魅影见这样的人多了,为了不失礼仪,她扶起李氏,道:“请你先起来吧,免得耽搁了侧妃的病情。”
她的动作很得体,可是声音却是极为冷的,李氏闻言,吓了一跳,便也退开了,魅影上前诊脉。不由得蹙眉,张夕月的脉象非常奇怪。她行医多年,还未曾见过,诧异之余,便将目光转向颜疏桐,意思是她看不出病情。
颜疏桐本觉得张夕月不过是一般的病情,却没有想到竟是如此严重,就连魅影都诊断不出来,真是奇怪了!
司徒宇的眼睛何等敏锐,见魅影的面色便知张夕月是凶多吉少了。
只是张夕月的死活倒是无所谓,但是张夕月一死,恐怕张阁老同他之间难免会产生隔阂,再加上有心人的挑拨,张阁老很有可能同他兵戈相对。
“这种病情太子妃您最为擅长,请您移步吧。
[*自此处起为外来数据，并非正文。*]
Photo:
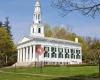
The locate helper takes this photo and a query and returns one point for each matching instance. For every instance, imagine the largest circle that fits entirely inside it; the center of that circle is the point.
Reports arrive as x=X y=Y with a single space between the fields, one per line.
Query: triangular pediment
x=24 y=39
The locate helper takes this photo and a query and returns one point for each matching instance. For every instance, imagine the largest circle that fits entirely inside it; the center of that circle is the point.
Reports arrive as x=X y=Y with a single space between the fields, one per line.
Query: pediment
x=25 y=39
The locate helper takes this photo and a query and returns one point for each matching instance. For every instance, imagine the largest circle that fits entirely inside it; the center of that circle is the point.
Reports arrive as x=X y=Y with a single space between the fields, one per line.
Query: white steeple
x=37 y=29
x=37 y=12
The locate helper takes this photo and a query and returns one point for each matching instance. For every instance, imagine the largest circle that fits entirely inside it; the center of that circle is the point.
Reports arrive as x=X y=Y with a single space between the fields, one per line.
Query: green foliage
x=47 y=30
x=50 y=72
x=7 y=48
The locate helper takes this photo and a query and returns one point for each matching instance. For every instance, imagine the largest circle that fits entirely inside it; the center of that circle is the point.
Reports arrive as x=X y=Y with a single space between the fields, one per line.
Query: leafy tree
x=7 y=48
x=86 y=7
x=6 y=25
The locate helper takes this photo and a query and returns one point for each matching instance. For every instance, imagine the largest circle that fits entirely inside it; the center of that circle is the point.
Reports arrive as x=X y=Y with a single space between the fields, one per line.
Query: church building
x=50 y=51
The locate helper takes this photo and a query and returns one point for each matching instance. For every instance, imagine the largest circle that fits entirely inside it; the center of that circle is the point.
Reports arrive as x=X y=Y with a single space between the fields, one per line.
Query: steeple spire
x=37 y=28
x=37 y=13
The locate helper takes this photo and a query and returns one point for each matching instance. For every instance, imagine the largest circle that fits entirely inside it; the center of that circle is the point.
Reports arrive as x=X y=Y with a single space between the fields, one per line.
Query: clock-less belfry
x=50 y=51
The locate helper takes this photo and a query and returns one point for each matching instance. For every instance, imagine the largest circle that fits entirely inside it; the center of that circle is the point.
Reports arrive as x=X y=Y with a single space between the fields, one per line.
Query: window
x=72 y=54
x=53 y=52
x=60 y=52
x=33 y=30
x=78 y=54
x=66 y=55
x=28 y=52
x=39 y=30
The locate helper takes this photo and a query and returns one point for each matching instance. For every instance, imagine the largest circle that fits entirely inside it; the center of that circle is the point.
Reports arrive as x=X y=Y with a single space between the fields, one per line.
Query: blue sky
x=20 y=14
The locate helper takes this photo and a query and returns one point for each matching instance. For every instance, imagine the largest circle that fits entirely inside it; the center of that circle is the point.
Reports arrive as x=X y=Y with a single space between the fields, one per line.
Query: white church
x=37 y=48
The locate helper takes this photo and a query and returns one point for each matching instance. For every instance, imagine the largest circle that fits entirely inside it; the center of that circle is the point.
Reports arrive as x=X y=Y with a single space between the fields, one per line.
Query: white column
x=23 y=54
x=18 y=57
x=63 y=54
x=26 y=54
x=57 y=53
x=30 y=56
x=34 y=54
x=50 y=52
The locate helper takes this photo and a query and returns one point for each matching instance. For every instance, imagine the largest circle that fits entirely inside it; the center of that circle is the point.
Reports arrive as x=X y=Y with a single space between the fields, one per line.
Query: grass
x=48 y=73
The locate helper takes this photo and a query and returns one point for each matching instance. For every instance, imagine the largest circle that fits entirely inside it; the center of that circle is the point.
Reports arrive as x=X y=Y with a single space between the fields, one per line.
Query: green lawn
x=48 y=73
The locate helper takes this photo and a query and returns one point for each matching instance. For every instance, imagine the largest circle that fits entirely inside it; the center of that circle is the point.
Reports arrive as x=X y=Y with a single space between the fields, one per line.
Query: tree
x=86 y=7
x=48 y=30
x=6 y=25
x=7 y=48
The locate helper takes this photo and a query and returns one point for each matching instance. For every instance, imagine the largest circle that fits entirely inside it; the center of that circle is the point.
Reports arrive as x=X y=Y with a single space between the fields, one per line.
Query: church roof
x=51 y=40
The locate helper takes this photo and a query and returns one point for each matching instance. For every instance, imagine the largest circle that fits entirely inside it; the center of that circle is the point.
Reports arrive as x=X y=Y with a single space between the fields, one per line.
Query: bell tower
x=37 y=29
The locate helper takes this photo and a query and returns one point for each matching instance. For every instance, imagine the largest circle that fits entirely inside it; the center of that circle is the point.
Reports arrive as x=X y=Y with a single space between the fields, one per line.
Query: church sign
x=39 y=49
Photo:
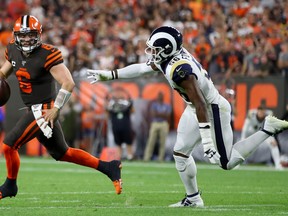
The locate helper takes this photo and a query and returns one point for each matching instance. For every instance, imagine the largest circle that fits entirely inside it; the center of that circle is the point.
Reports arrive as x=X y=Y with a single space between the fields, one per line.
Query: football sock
x=80 y=157
x=275 y=153
x=12 y=161
x=187 y=171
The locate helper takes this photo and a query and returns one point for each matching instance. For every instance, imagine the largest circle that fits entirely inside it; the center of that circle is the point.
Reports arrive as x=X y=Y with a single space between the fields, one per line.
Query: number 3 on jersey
x=23 y=78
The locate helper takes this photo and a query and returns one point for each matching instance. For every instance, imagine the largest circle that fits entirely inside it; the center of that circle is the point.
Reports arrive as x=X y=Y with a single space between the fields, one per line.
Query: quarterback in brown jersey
x=37 y=67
”魅影只是看了一眼颜疏桐,便这样从容说道。
实际上是,她无法诊断出这种病,只能让颜疏桐看了。
司徒宇只知道颜疏桐很懂药材,可是却不知道她也会治病,不由得诧异道:“你何时学的医术?”
颜疏桐鄙夷一笑道:“我母亲是神医,我是她的女儿,自然不能太差了。”
李氏闻言,也极为诧异,他们只听得这位太子妃无才无德,可是却从未听说,她会医术的,不由得担忧,可是想到方才是魅影让看的,便也放了心。
魅影恐把脉伤了颜疏桐的寿元,从袖中抽出一根细丝,手指一弹,细丝便绕着张夕月雪白的手腕一圈,颜疏桐便手一伸,接住了细丝的另一端,然后把脉。
她的动作令诸位太医看得目瞪口呆,这是悬丝诊脉?
只是不消片刻,颜疏桐心中便有了定论,说道:“张侧妃中了蛊毒,因而体内有一种热毒,使得她高烧不退!”
“怎么会中了蛊毒呢?这蛊毒不是外族的人才会的么?”李氏心中沉痛又诧异,她的女儿好好的在太子府呆着,怎么会中蛊毒呢?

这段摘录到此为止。